LogisticRegression(C=100000.0, n_jobs=1)

In [26]:
logreg_y_preds = logreg.predict(X_test)

In [27]:
logreg_precision = precision_score(y_test, logreg_y_preds)
logreg_recall = recall_score(y_test, logreg_y_preds)
logreg_f1_score = f1_score(y_test, logreg_y_preds)
logreg_f1_weighted = f1_score(y_test, logreg_y_preds, average='weighted')

In [29]:
print('Precision: {:.4}'.format(logreg_precision))
print('Recall: {:.4}'.format(logreg_recall))
print('F1 Score: {:.4}'.format(logreg_f1_score))
print('Weighted F1 Score: {:.4}'.format(logreg_f1_weighted))


Precision: 0.504
Recall: 0.1475
F1 Score: 0.2283
Weighted F1 Score: 0.9276


Looks like using Doc2Vec on a Logistic Regression model really lowers the F1 score, but it gets bumped up if we add the `weighted` parameter.

Additionally, this method increased Precision but decreased Recall.

According to the scikit-learn documentation, a weighted F1 score calculates metrics for each label, and finds their average weighted by support (the number of true instances for each label). **This alters ‘macro’ to account for label imbalance;** it can result in an F-score that is not between precision and recall.



In [30]:
# creating dictionary with all metrics
metric_dict = {}
metric_dict['Baseline Logisitic Regression'] = {'precision': logreg_precision, 'recall': logreg_recall, 'f1_score': logreg_f1_score, 'weighted_f1': logreg_f1_weighted}

## Support Vector Machine (SVM)
The baseline SVM had the highest weighted F1 score of 0.938102 with the Tf-IDF vectorization method.

In [31]:
SVM_baseline = svm.SVC(C=1.0, kernel='linear', degree=3, gamma='auto')

In [38]:
# fit the training dataset on the classifier
SVM_baseline.fit(X_train, y_train)

SVC(gamma='auto', kernel='linear')

In [39]:
# predict the labels on validation dataset
SVM_y_preds = SVM_baseline.predict(X_test)

In [40]:
SVM_precision = precision_score(y_test, SVM_y_preds)
SVM_recall = recall_score(y_test, SVM_y_preds)
SVM_f1_score = f1_score(y_test, SVM_y_preds)
SVM_f1_weighted = f1_score(y_test, SVM_y_preds, average='weighted')

In [41]:
# printing evaluation metrics up to 4th decimal place
print('Testing Metrics for SVM Baseline with Lemmatization Features')
print('Precision: {:.4}'.format(SVM_precision))
print('Recall: {:.4}'.format(SVM_recall))
print('F1 Score: {:.4}'.format(SVM_f1_score))
print('Weighted F1 Score: {:.4}'.format(SVM_f1_weighted))

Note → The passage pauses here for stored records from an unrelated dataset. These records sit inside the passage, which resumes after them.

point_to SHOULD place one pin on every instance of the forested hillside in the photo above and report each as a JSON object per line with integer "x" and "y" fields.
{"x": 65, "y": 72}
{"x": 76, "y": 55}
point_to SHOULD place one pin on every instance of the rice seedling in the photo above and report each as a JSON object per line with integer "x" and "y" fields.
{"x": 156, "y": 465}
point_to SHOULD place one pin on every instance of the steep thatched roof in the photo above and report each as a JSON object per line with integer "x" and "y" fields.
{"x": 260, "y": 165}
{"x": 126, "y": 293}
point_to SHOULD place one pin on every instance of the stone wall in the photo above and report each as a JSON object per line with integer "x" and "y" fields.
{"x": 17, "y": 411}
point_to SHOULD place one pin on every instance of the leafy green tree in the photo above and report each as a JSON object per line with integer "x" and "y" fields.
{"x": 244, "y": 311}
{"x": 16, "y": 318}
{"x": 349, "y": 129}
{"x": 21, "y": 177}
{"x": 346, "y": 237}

Testing Metrics for SVM Baseline with Lemmatization Features
Precision: 1.0
Recall: 0.002342
F1 Score: 0.004673
Weighted F1 Score: 0.915


In [42]:
metric_dict['Baseline SVM'] = {'precision': SVM_precision, 'recall': SVM_recall, 'f1_score': SVM_f1_score, 'weighted_f1': SVM_f1_weighted}

## Evaluation Metrics

In [43]:
pd.DataFrame.from_dict(metric_dict, orient='index')

Unnamed: 0,precision,recall,f1_score,weighted_f1
Baseline Logisitic Regression,0.504,0.147541,0.228261,0.927634
Baseline SVM,1.0,0.002342,0.004673,0.915034


Overall, the logisitic regression performs better than the SVM baseline. But that's just with the Doc2Vec Method. Turns out that a SVM baseline using Tf-IDF vectoriation performs slightly better with a weighted F1 of 0.938102.

So we may consider going back a grid searching on the baseline SVM with TF-IDF vectorization instead.